We can also see that, within each large square, there are five small squares. So if five small squares represent 0.1, then this means that one small square will represent 0.02 on our vertical axis.
Now we can begin plotting our histogram. We draw bars for each class. The first class includes heights from 100 to 120 centimeters. So these will be the endpoints for the first bar. The frequency density for this class is 0.3. So we can draw in the top of our first bar. We can then connect it to the horizontal axis.
Our second class has a lower endpoint of 120. So the second bar starts immediately after the end of the first bar. There must be no gaps in our histogram. The upper endpoint for this bar is 140. The frequency density for this bar is 0.5. So we’ve drawn our second bar.
Our third class covers heights from 140 to 150 centimeters and has a height of one or 1.0. For the next part, we just need to remind ourselves of the vertical scale. The frequency density is 0.64. And as one small square on our vertical axis represents 0.02, this will be two small squares above 0.6. The upper endpoint for this class is 175. So we draw in our fourth bar.

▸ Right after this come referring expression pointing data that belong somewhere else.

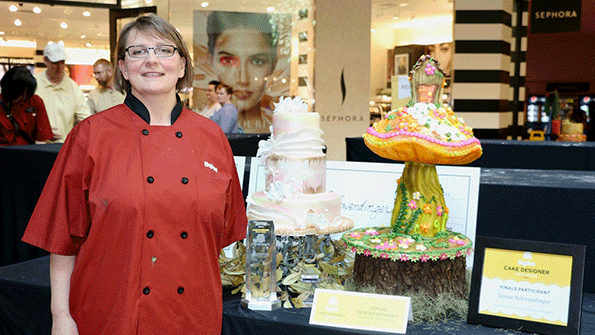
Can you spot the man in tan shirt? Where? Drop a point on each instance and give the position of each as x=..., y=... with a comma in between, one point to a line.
x=64, y=101
x=104, y=96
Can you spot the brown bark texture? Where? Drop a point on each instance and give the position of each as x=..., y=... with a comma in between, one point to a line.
x=399, y=278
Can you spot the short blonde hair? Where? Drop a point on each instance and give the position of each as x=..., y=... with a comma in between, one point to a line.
x=153, y=25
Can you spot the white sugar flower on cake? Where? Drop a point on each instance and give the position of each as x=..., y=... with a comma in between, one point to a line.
x=289, y=105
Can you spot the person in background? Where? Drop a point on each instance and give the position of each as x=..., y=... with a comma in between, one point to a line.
x=104, y=96
x=213, y=105
x=139, y=203
x=227, y=116
x=23, y=119
x=243, y=53
x=64, y=100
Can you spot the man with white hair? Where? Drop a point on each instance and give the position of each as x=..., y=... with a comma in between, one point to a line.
x=104, y=96
x=63, y=99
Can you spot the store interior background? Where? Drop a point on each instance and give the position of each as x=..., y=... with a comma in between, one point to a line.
x=392, y=24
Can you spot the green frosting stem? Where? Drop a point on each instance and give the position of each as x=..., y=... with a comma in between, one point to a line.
x=419, y=206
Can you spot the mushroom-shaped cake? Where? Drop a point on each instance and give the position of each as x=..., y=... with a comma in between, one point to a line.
x=418, y=252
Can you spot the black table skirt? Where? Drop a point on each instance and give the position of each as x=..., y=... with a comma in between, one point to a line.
x=25, y=301
x=501, y=154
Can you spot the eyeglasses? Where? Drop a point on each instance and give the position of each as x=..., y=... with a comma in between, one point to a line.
x=96, y=73
x=141, y=51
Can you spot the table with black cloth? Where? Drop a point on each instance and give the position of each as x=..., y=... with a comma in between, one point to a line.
x=23, y=172
x=25, y=309
x=541, y=155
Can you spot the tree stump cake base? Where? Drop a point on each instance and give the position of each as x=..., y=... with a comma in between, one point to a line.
x=396, y=277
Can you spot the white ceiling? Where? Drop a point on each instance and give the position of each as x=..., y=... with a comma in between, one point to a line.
x=46, y=25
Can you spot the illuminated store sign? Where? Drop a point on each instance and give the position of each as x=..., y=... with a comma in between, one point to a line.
x=555, y=16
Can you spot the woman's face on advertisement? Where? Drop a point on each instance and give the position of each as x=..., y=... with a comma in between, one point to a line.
x=243, y=59
x=442, y=52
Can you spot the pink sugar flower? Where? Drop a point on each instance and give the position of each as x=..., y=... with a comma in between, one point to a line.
x=371, y=232
x=355, y=235
x=430, y=69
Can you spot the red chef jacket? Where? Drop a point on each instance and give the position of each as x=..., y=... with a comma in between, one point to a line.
x=146, y=210
x=31, y=117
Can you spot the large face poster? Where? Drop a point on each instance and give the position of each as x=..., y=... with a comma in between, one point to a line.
x=443, y=53
x=249, y=52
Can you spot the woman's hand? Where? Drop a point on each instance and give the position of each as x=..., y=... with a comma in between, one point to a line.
x=64, y=325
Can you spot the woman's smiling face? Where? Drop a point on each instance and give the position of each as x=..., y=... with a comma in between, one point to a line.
x=151, y=75
x=243, y=59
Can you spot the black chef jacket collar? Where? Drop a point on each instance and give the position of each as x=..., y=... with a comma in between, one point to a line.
x=139, y=108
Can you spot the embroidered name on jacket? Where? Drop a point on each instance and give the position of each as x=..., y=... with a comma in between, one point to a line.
x=211, y=166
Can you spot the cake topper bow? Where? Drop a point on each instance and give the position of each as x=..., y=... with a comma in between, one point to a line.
x=287, y=105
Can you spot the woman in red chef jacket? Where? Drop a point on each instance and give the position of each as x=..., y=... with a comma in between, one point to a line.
x=139, y=203
x=23, y=119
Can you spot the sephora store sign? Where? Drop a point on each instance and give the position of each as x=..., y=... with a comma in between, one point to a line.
x=555, y=16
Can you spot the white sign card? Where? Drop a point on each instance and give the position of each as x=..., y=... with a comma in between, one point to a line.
x=363, y=311
x=368, y=192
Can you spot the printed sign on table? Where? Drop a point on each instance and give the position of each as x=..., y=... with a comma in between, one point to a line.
x=365, y=311
x=528, y=285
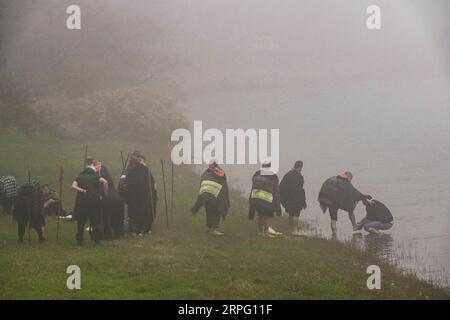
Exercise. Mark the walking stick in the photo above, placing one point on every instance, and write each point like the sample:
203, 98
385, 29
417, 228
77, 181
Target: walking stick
165, 193
61, 177
171, 191
30, 204
85, 157
123, 162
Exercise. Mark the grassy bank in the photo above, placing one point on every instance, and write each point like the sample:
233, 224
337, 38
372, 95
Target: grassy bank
183, 262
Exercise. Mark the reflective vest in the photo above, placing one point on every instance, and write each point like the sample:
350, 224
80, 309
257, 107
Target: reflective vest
211, 187
261, 194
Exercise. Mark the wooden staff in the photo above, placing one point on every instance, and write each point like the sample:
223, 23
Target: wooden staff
30, 205
171, 192
85, 157
165, 194
61, 177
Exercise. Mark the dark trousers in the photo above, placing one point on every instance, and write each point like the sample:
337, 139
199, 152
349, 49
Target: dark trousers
92, 213
212, 216
113, 219
7, 204
21, 226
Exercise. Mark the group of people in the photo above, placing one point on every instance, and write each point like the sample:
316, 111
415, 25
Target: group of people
268, 194
99, 202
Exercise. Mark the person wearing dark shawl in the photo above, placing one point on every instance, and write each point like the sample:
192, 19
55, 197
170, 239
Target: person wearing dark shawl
29, 210
265, 199
378, 217
112, 209
89, 186
214, 196
292, 195
142, 195
339, 193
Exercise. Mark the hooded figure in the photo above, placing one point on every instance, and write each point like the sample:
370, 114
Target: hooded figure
112, 217
339, 193
265, 199
292, 195
88, 202
378, 217
8, 192
29, 209
214, 195
142, 195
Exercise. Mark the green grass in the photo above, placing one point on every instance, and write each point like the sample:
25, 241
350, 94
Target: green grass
183, 262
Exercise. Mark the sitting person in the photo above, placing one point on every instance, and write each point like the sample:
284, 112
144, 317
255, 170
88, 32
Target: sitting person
50, 201
378, 217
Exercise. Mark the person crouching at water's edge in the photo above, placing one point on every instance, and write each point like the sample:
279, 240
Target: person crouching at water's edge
214, 195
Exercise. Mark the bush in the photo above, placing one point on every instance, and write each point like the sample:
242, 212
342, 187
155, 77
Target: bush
136, 114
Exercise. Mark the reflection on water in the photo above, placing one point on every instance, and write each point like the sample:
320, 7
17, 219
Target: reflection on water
402, 163
378, 245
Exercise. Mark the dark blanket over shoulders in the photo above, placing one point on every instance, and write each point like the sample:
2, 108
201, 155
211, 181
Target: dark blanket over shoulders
292, 194
340, 193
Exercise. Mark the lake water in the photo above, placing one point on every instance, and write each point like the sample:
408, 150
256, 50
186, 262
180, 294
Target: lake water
394, 137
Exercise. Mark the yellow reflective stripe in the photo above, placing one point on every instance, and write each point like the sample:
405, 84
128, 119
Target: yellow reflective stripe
261, 194
210, 187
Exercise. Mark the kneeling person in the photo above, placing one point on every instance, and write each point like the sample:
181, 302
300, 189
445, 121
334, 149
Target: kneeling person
213, 194
378, 217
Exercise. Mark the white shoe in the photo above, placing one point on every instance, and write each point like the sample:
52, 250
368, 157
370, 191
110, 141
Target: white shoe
272, 231
216, 232
373, 231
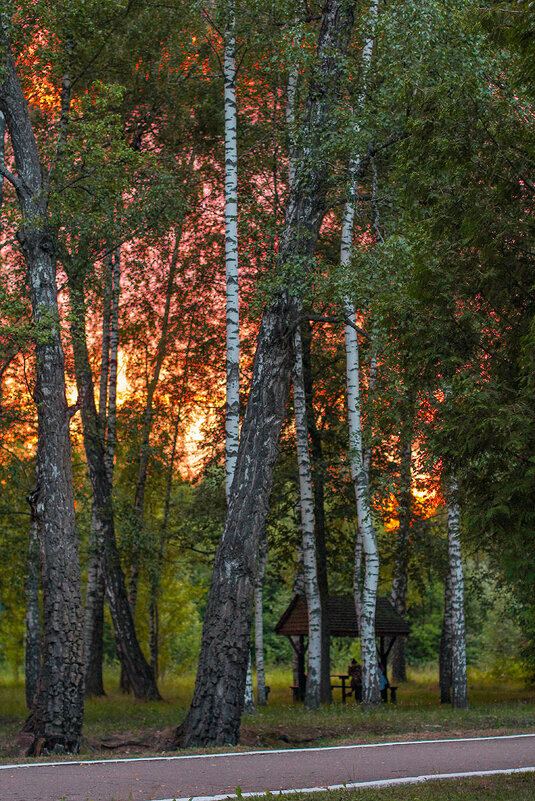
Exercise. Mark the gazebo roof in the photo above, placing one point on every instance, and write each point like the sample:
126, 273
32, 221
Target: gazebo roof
342, 618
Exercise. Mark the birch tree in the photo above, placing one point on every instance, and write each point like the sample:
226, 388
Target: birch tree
401, 563
459, 688
215, 712
366, 594
96, 584
445, 652
310, 569
232, 407
32, 642
57, 711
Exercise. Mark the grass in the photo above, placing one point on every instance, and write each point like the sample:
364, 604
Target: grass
517, 787
144, 727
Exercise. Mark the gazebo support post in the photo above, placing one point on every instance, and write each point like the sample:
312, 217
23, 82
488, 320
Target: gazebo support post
301, 668
300, 651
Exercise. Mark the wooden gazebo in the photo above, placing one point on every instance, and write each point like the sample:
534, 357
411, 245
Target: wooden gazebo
342, 619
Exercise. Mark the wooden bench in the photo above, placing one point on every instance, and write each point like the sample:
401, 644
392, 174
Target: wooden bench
384, 694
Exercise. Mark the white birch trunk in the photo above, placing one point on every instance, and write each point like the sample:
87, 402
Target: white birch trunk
366, 594
366, 545
459, 688
259, 623
232, 419
290, 121
313, 687
248, 696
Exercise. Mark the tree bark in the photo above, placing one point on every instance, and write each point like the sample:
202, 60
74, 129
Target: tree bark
401, 564
215, 712
144, 451
248, 695
459, 688
155, 583
445, 653
32, 653
96, 585
94, 614
313, 686
318, 483
232, 416
132, 659
57, 712
366, 545
259, 622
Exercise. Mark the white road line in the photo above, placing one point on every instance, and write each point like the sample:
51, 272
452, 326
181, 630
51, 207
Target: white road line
260, 753
377, 783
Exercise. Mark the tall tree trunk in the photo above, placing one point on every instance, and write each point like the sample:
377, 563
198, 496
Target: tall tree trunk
96, 585
57, 712
445, 653
366, 598
129, 652
459, 688
144, 451
401, 564
313, 687
366, 546
32, 652
248, 694
318, 483
297, 589
215, 712
259, 622
232, 416
155, 583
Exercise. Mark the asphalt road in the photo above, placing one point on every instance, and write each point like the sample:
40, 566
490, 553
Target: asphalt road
184, 777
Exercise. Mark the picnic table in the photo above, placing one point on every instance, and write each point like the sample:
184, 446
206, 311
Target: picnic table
343, 678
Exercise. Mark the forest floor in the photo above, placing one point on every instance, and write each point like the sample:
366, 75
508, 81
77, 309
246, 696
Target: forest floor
118, 726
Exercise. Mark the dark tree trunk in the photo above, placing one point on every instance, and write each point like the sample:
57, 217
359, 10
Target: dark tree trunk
57, 712
401, 565
215, 712
446, 645
96, 585
32, 653
129, 652
94, 615
318, 481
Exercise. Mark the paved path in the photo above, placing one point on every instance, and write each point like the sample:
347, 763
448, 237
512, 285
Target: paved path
184, 777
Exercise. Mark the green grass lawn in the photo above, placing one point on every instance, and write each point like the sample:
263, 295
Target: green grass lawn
144, 727
517, 787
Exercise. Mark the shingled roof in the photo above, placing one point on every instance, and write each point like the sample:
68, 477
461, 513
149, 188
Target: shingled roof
342, 618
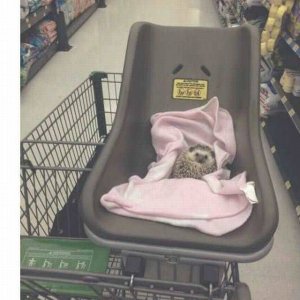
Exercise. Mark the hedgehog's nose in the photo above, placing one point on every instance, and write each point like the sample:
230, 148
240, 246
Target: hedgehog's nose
200, 158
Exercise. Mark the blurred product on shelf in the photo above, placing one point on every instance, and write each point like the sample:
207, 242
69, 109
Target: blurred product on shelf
290, 81
269, 100
33, 45
30, 6
24, 8
73, 8
254, 3
29, 55
266, 69
42, 35
273, 28
294, 24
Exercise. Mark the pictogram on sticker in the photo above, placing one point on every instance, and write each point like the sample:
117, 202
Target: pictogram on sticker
190, 89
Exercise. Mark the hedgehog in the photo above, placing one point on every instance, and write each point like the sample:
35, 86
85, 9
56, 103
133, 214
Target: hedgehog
194, 162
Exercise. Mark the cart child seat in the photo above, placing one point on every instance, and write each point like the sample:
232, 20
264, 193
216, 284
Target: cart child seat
228, 61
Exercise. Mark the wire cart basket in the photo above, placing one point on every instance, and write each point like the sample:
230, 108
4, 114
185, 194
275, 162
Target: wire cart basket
56, 158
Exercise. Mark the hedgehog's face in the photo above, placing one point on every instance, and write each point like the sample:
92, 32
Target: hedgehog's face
202, 155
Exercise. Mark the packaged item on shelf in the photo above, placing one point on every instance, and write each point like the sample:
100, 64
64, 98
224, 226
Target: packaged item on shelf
273, 11
288, 81
294, 24
269, 100
36, 4
296, 88
73, 8
254, 3
266, 68
43, 35
24, 8
29, 54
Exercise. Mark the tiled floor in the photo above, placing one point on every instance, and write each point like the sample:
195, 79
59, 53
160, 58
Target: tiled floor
100, 45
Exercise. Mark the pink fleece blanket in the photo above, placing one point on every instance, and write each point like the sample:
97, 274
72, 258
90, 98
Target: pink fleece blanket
215, 205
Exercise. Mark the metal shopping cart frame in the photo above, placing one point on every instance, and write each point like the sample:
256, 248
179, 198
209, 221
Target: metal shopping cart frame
56, 159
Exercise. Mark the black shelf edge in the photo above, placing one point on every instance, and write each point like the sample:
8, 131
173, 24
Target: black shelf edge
45, 57
35, 17
290, 103
288, 183
77, 23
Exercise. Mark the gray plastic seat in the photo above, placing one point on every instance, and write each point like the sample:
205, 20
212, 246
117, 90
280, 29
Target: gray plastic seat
231, 65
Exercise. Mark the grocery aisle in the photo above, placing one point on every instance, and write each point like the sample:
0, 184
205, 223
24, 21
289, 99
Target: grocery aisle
100, 45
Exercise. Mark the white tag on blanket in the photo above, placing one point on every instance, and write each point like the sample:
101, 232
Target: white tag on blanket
249, 191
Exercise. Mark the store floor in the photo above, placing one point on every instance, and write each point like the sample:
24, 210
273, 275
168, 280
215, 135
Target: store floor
100, 44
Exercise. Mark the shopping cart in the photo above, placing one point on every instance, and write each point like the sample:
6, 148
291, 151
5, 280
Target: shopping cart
56, 158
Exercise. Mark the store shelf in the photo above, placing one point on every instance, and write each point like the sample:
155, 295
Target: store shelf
291, 104
35, 17
75, 24
267, 3
293, 45
220, 17
284, 143
44, 58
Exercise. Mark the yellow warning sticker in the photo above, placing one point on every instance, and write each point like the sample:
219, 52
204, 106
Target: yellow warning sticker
190, 89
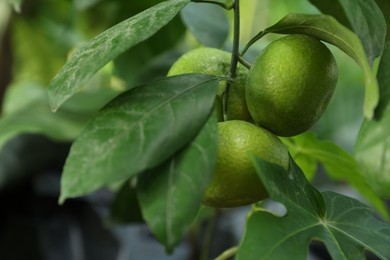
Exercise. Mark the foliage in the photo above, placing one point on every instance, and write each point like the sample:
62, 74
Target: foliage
155, 136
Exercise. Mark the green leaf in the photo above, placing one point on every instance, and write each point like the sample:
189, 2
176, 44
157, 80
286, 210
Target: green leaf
27, 110
326, 28
347, 226
137, 131
372, 148
26, 155
338, 163
93, 55
364, 17
383, 77
207, 22
171, 194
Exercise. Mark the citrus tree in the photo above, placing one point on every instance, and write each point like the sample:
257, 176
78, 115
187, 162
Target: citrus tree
236, 120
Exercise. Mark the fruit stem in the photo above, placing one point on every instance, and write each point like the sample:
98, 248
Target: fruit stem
235, 52
253, 40
228, 253
244, 62
236, 39
225, 6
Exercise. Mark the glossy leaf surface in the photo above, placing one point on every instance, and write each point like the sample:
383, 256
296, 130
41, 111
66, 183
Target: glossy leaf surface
94, 54
137, 131
346, 226
179, 184
207, 22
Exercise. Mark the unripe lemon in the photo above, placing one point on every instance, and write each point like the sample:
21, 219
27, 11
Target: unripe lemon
290, 84
236, 182
217, 62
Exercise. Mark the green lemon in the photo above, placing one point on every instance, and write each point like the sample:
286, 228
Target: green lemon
236, 182
217, 62
290, 84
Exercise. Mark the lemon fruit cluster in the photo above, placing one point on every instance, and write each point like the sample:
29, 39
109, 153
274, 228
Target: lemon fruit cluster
235, 182
284, 93
290, 84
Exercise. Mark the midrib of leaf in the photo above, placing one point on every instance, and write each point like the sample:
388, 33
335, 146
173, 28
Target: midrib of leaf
165, 103
170, 205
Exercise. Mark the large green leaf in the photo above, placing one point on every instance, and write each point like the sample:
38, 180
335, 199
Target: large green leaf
171, 194
93, 55
338, 163
346, 226
26, 110
327, 28
364, 17
207, 22
372, 149
137, 131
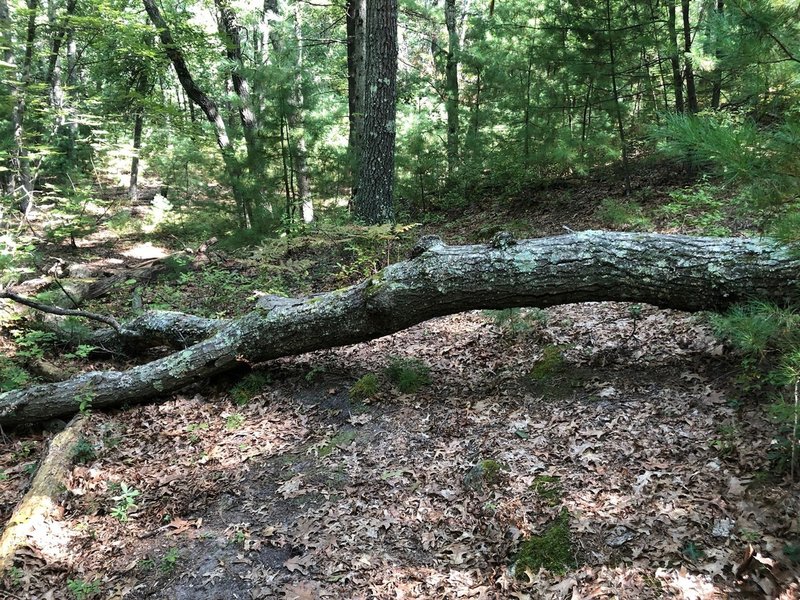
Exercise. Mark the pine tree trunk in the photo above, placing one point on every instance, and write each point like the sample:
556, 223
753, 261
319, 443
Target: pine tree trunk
356, 84
716, 76
374, 198
9, 175
681, 272
674, 59
233, 169
138, 125
617, 107
297, 122
451, 87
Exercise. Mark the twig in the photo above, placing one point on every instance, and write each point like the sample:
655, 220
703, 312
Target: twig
55, 310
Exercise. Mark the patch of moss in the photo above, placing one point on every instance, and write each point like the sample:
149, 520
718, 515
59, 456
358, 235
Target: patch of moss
83, 451
551, 551
249, 387
341, 439
408, 374
364, 388
548, 488
487, 471
549, 364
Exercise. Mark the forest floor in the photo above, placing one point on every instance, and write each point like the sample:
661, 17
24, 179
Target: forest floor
623, 422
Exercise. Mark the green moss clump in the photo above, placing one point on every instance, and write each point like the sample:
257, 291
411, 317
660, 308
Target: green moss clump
551, 551
249, 387
83, 452
341, 439
364, 388
548, 488
408, 374
550, 363
486, 472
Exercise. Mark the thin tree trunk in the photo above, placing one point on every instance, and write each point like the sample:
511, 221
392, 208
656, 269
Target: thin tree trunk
451, 87
681, 272
138, 125
208, 106
677, 79
526, 132
297, 122
691, 91
716, 77
233, 50
617, 106
356, 84
374, 199
9, 175
22, 159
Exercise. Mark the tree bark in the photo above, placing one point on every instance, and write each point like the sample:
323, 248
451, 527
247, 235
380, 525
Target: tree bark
356, 83
297, 123
451, 86
680, 272
374, 198
8, 175
209, 107
40, 505
674, 60
691, 90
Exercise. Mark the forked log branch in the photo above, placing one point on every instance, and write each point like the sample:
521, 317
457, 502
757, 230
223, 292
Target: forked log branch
680, 272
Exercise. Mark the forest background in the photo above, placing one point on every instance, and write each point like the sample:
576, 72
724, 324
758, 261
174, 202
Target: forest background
290, 148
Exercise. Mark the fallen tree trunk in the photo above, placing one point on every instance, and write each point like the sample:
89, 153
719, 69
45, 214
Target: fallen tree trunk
680, 272
31, 520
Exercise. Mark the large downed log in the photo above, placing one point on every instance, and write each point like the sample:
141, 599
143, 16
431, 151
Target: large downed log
39, 508
681, 272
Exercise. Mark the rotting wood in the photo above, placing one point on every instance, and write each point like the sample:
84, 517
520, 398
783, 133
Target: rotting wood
40, 504
669, 271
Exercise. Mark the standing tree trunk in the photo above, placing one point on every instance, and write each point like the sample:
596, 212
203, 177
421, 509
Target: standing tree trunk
297, 122
138, 125
451, 87
615, 91
691, 91
9, 176
682, 272
232, 167
22, 159
374, 198
677, 79
716, 76
233, 51
356, 84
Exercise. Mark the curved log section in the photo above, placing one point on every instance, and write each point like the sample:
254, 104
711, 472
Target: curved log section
681, 272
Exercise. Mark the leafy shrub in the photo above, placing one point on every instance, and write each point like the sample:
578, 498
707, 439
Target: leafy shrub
12, 376
408, 374
83, 451
623, 214
364, 388
698, 209
768, 338
249, 387
83, 590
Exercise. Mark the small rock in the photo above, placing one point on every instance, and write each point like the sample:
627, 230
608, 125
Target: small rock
619, 535
723, 528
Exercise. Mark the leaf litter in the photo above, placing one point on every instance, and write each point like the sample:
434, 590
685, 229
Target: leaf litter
303, 492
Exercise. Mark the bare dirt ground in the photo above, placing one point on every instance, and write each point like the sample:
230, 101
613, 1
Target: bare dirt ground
627, 419
305, 493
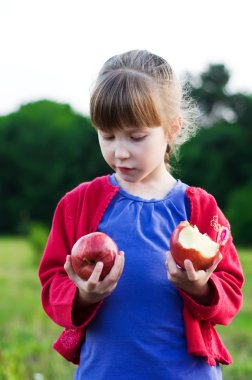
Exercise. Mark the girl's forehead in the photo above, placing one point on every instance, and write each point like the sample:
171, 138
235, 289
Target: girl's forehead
130, 129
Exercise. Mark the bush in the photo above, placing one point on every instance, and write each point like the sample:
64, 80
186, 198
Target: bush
37, 238
239, 213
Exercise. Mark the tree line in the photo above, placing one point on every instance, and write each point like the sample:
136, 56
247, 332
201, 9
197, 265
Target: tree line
46, 149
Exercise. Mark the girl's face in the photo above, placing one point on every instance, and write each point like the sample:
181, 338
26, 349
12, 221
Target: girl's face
135, 154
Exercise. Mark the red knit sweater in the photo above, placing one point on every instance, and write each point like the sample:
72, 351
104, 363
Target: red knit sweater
79, 212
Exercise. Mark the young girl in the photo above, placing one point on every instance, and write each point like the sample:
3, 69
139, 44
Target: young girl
148, 319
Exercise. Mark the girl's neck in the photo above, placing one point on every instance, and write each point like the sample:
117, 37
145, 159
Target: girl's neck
154, 189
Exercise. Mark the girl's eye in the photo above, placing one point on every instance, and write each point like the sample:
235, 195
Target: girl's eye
108, 137
138, 138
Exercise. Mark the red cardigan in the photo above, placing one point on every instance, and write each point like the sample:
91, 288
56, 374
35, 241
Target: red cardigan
79, 212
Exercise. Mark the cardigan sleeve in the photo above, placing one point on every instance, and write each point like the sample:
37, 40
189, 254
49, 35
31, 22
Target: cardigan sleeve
227, 280
58, 291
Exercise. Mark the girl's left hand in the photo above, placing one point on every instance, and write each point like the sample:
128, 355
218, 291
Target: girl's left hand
195, 283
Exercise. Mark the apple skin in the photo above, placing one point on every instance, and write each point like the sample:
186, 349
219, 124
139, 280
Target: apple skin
91, 248
180, 253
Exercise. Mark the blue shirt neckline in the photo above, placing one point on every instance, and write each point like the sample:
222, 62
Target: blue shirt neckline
136, 198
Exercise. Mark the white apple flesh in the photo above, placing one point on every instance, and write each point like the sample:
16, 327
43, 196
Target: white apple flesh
187, 242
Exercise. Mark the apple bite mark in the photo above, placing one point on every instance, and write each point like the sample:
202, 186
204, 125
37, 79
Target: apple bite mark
91, 249
188, 243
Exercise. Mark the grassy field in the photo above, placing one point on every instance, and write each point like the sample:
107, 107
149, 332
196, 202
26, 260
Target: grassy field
26, 333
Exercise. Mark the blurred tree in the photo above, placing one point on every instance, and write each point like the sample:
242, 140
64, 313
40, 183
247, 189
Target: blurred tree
219, 158
45, 150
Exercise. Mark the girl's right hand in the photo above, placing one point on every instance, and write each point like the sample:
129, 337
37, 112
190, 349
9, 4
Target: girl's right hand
93, 290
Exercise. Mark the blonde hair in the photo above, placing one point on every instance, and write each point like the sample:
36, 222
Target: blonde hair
138, 88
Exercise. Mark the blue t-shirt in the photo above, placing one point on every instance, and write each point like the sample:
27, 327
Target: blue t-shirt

Our final class has an upper endpoint of 185. And the height of this bar is 0.8. So we have our completed histogram, where we’ve plotted the heights in each class against the frequency density of that class.
By using frequency density rather than frequency on the vertical axis of a histogram, this ensures that the frequency of each class is actually given by the area of that bar. This means that we can see visually by looking at a histogram which classes have the highest and lowest frequency.
So we’ve completed the problem. We used the information in the cumulative frequency curve to complete the two tables. And then we used the information in the table to draw a histogram of the heights of these 50 children.